NC School for the Deaf director has been fired

RALEIGH

Janet McDaniel, who has run the school since April 2008 as interim and then permanent director, was "separated" Tuesday from state government, Department of Health and Human Services spokeswoman Renee McCoy told The Associated Press. She had been suspended with pay since mid-July while a team examined allegations made by the advocacy group Disability Rights North Carolina.

McDaniel was let go "based on the preliminary findings of the investigation," McCoy said, but couldn't immediately comment further, in part because the report was still being finalized. A message left at a phone number listed for McDaniel wasn't immediately returned.

Disability Rights wrote its own report detailing allegations that teachers or staff assaulted two students, used excessive force with a third and entered the girls' dormitory at inappropriate times.

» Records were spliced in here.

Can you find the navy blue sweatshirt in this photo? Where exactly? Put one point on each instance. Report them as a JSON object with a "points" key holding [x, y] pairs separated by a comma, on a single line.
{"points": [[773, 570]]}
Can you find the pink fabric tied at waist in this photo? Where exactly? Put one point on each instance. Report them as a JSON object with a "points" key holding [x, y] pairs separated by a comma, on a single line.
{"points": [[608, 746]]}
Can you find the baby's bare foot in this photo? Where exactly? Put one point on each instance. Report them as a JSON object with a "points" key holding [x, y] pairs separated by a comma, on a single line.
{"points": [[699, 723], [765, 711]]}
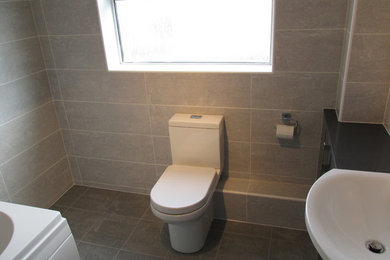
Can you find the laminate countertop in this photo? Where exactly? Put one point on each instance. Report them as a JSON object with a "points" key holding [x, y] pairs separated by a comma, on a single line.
{"points": [[356, 146]]}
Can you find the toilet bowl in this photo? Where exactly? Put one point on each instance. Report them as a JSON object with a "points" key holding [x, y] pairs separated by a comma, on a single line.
{"points": [[183, 195]]}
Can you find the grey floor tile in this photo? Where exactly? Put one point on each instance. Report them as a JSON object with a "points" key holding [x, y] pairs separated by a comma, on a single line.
{"points": [[129, 204], [290, 234], [148, 215], [61, 209], [235, 246], [71, 196], [284, 249], [149, 237], [81, 221], [95, 199], [95, 252], [111, 231], [247, 229], [126, 255], [209, 250]]}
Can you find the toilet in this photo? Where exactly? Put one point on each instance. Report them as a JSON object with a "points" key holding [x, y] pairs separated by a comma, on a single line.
{"points": [[183, 196]]}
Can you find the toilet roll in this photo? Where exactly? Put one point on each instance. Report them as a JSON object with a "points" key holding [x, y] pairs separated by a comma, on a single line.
{"points": [[285, 131]]}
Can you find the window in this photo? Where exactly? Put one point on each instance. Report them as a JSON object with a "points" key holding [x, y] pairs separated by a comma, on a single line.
{"points": [[187, 35]]}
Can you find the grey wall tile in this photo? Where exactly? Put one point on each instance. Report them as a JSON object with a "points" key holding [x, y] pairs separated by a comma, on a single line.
{"points": [[78, 52], [199, 89], [74, 168], [237, 157], [373, 16], [21, 57], [23, 95], [340, 97], [310, 14], [46, 52], [276, 212], [265, 121], [230, 206], [24, 168], [61, 114], [370, 59], [237, 121], [108, 117], [125, 147], [117, 173], [39, 18], [3, 192], [47, 188], [71, 17], [102, 86], [365, 102], [308, 50], [386, 119], [54, 85], [279, 189], [11, 26], [23, 132], [284, 161], [300, 91], [229, 184], [68, 143], [162, 150]]}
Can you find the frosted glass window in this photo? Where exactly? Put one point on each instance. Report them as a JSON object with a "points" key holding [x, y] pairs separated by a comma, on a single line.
{"points": [[195, 31]]}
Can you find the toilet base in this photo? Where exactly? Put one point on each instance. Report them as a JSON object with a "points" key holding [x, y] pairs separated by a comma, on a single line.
{"points": [[190, 236]]}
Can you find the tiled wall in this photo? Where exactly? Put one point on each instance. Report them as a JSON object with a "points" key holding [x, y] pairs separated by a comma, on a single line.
{"points": [[367, 77], [33, 166], [115, 123]]}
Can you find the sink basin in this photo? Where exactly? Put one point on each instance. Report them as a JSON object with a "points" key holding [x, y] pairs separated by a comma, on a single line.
{"points": [[348, 215]]}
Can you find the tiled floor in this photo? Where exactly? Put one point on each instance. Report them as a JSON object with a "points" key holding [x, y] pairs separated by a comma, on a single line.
{"points": [[116, 225]]}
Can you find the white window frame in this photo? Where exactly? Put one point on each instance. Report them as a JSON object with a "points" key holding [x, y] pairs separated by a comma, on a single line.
{"points": [[114, 58]]}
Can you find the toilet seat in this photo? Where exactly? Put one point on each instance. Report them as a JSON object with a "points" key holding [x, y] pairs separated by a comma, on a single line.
{"points": [[183, 189]]}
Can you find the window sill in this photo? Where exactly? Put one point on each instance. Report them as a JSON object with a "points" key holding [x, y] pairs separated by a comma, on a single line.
{"points": [[230, 68]]}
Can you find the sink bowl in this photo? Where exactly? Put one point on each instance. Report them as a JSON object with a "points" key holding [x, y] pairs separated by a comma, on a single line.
{"points": [[348, 215]]}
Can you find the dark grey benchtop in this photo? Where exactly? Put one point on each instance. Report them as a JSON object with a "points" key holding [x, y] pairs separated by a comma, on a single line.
{"points": [[364, 147]]}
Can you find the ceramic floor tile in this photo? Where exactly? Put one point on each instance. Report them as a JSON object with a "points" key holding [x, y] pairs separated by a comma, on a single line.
{"points": [[129, 204], [95, 252], [126, 255], [149, 237], [284, 249], [71, 196], [110, 231], [95, 199], [81, 221], [235, 246]]}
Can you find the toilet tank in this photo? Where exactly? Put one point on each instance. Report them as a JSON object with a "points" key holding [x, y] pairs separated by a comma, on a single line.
{"points": [[197, 140]]}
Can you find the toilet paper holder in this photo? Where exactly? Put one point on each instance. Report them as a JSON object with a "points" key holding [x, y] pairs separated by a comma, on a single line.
{"points": [[288, 120]]}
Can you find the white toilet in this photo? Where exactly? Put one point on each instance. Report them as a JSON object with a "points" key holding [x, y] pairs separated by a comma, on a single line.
{"points": [[183, 196]]}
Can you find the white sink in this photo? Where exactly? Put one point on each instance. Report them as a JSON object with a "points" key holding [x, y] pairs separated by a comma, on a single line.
{"points": [[345, 209]]}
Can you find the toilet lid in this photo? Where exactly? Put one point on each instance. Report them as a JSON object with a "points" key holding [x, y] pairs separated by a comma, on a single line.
{"points": [[183, 189]]}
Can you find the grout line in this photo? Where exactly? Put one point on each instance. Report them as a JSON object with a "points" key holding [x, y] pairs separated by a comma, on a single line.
{"points": [[148, 100], [257, 74], [372, 34], [39, 175], [31, 146], [5, 187], [19, 40], [347, 61], [311, 29], [26, 113], [74, 35], [107, 132], [192, 106], [113, 160], [20, 78]]}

McCoy said the team's findings should be out by next week. She couldn't comment on whether the group's allegations were accurate. Some information will be confidential because it involves personnel and students at the day and residential school of nearly 100 students in grades K-12. The new school year begins Monday.

The team, which included HHS leaders, a former principal, a state educator and child psychologist, has interviewed as many as 30 people.

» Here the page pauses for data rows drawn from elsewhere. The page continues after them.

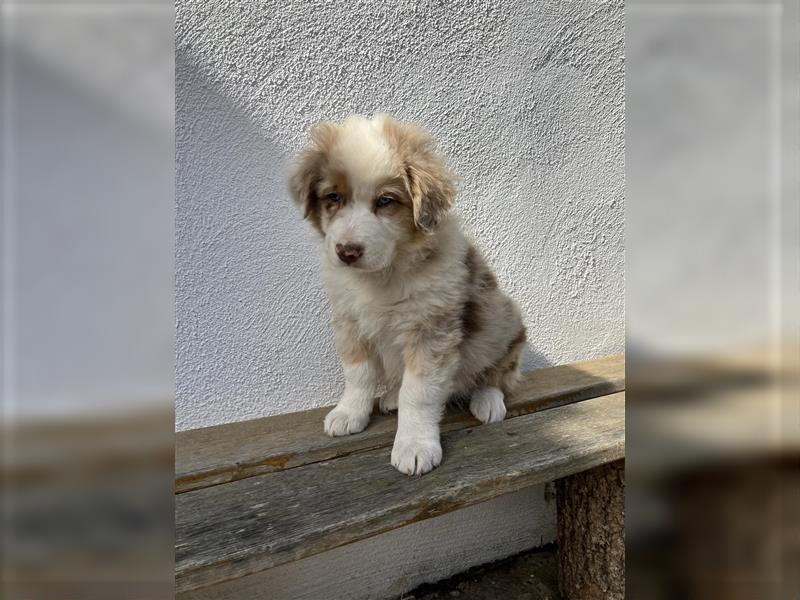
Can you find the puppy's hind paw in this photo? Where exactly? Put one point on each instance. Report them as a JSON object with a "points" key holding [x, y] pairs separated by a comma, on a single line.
{"points": [[344, 421], [487, 405], [416, 456]]}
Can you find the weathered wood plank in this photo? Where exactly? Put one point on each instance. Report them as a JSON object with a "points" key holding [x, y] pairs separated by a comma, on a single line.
{"points": [[225, 532], [213, 455]]}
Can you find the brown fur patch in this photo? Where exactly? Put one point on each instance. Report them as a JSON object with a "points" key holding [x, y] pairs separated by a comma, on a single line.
{"points": [[430, 184], [487, 280], [308, 173], [469, 263], [470, 318]]}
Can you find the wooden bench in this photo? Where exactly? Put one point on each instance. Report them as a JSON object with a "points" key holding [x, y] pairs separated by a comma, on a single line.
{"points": [[258, 494]]}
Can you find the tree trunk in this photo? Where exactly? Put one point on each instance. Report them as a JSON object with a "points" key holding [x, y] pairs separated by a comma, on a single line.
{"points": [[591, 533]]}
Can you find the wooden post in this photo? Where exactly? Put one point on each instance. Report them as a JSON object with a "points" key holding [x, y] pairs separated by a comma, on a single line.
{"points": [[591, 533]]}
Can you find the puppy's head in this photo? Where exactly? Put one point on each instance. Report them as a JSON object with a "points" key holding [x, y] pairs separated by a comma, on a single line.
{"points": [[372, 188]]}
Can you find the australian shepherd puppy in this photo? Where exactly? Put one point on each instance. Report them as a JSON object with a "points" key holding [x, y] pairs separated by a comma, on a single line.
{"points": [[416, 309]]}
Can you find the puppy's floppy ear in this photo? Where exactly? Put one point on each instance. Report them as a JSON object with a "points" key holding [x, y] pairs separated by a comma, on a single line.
{"points": [[431, 185], [308, 171]]}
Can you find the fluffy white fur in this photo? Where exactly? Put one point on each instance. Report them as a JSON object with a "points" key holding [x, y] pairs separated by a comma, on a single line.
{"points": [[416, 309]]}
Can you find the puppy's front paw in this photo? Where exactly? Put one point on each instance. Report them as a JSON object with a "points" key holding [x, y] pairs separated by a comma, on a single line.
{"points": [[389, 401], [487, 405], [344, 421], [416, 456]]}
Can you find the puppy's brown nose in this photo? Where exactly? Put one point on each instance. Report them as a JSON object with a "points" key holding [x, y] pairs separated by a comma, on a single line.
{"points": [[349, 253]]}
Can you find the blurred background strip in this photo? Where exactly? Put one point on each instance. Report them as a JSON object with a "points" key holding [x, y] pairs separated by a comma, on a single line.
{"points": [[713, 427], [87, 298]]}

"Every single allegation was taken very seriously," McCoy said. "We feel that at the end of the investigation there will be a number of things that will be improved" at the school, she added.

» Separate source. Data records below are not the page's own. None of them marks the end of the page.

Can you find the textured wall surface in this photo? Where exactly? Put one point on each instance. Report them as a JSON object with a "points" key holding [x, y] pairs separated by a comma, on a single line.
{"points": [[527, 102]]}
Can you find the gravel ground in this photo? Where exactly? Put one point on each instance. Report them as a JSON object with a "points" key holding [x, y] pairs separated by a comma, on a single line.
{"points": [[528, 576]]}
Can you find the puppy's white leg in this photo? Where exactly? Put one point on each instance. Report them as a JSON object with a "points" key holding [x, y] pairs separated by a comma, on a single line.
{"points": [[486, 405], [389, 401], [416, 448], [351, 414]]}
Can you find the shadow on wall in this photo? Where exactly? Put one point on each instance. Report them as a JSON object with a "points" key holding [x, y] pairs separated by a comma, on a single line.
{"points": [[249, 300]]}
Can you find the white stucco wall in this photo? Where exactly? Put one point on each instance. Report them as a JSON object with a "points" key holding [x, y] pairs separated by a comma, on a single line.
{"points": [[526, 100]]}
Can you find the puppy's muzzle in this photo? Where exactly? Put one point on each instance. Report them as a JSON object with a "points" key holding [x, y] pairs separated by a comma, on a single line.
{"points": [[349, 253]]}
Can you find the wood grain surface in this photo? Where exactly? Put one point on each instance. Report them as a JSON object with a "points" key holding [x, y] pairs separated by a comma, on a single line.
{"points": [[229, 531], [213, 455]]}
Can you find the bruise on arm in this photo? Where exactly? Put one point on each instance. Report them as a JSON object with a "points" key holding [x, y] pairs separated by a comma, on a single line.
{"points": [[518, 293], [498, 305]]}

Disability Rights North Carolina had called for McDaniel's removal in its report because it said she "permits and perpetuates acts of abuse by failing to take swift and decisive action to protect students."

Vicki Smith, executive director of Disability Rights, said the firing shows HHS is serious about responding to the allegations.

"It does look like that they came to the conclusion that we did," she said.

The group said a student reported that a teacher injured her and damaged her personal property and that she was placed in a face-down restraint position, preventing her from using her hands to communicate through sign language.

Its report also alleged a dormitory staff member pushed a student on his chest and backed him against a wall. The group also said a male dormitory director who no longer works at the school repeatedly entered the girls' high school dormitory during their scheduled shower time.

McDaniel, 49, made $97,115 per year as director. She began her state government career in 1983 and was made the school's permanent director in February. McDaniel can't challenge the dismissal through the state personnel process because the position is exempt from those appeals, McCoy said.